Crew member Simon who has self-appointed himself as the onboard media

representative, and has authored all the previous blog posts has continued

to send us race updates - so far their top speed has been 20.7 knots

whilst goose-winging! Phenomenal! Ross commented this is the equal fastest

the boat has ever gone!

Ross reports that they had the kite up for the start and were first over

the line. They watched British Soldier broach about 10 times, so Scarlet

opted for the poled-out headsail and are making fast and controlled

progress.

Simon reports "Still hitting 19 knots surfing down waves in the sunshine.

Lots of white water all around. Nearly lost my fingers feeding Ross a

sandwich as he couldn't take hands off the wheel. Just hit 20.1 knots

again. Brilliant toffee and walnut cake thanks to Barry's wife! On our

way towards Royal Sovereign lighthouse J"

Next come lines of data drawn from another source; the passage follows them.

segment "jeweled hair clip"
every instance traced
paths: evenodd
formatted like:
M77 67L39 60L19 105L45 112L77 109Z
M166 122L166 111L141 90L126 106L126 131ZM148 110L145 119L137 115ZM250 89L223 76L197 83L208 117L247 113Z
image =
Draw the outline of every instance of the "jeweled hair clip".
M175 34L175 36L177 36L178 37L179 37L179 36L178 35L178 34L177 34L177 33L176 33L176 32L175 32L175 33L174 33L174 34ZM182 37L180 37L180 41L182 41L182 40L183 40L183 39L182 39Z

The crew have been preparing all summer for the 1800 NM circumnavigation

of the British Isles, which is estimated to take 12-14 days. Saturday

afternoon was spent prepping the boat and loading up two-weeks worth of

food, which Simon remarked 'looked as though they have loaded an entire

supermarket on board!"

The 11 adventurers consists of Skipper Ross Applebey and first mate Mark

Burton, joined by Barry Holman and Richard Walsh (both of whom are

experience offshore racers, have completed the Fastnet Race amongst others

previously with Sailing Logic), Timmy Becker, known to burst spontaneously

into song on board to lift morale, Jess Fries, Jen Linkova & Martin Ziacek

who joined us for the Spring Series as well as some new faces to Sailing

Logic including Simon Moffat and Helen Ruud and last minute crew-recruit

Iain Randall who completed the Round Britain and Ireland race with Sailing

Logic in 2010.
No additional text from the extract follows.